The fact that the district attorney in the instant case peremptorily challenged some of the Negroes who were called for jury duty in the instant case does not of itself show systematic discrimination. Under Article 354 of the Code of Criminal Procedure the district attorney is given 12 peremptory challenges which he may exercise at his discretion. In the present case the district attorney peremptorily challenged white jurors as well as Negro jurors.
In State v. Fletcher, 236 La. 40, 106 So.2d 709, cert. den. 359 U.S. 974, 79 S.Ct. 891, 3 L.Ed.2d 840, this court said:
"* * * It is, of course, settled that an accused claiming a denial of equal protection of the law because of systematic exclusion or inclusion of members of his race has the burden of proving the charges, it being presumed that public officials do their duty in accordance with law. State v. Perkins, supra [ 211 La. 993, 31 So.2d 188], and State v. Palmer, 232 La. 468, 94 So.2d 439."

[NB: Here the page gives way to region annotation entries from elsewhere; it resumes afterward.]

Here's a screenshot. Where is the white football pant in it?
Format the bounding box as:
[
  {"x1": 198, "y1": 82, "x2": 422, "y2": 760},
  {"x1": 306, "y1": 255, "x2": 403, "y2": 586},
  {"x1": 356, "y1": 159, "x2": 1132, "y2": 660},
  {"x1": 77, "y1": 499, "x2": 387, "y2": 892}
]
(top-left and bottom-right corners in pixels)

As stated previously, the only evidence we have before us on defendant's motion in this case is that shown by the minutes themselves, which of course deal with the selection of the jury only in this particular case. Counsel make no allegations of a systematic, planned exclusion of Negroes from, or inclusion of Negroes in, jury venires in Plaquemines Parish; their allegations are all concerned with the particular venires from which the trial jury in this case was selected. Under the law announced by the Supreme Court of the United States as set out above, it is our view that the record in this case does not show that there has been a systematic exclusion of Negroes from jury duty so as to deny to the accused the equal protection of the laws. The trial judge therefore properly overruled defendant's motion.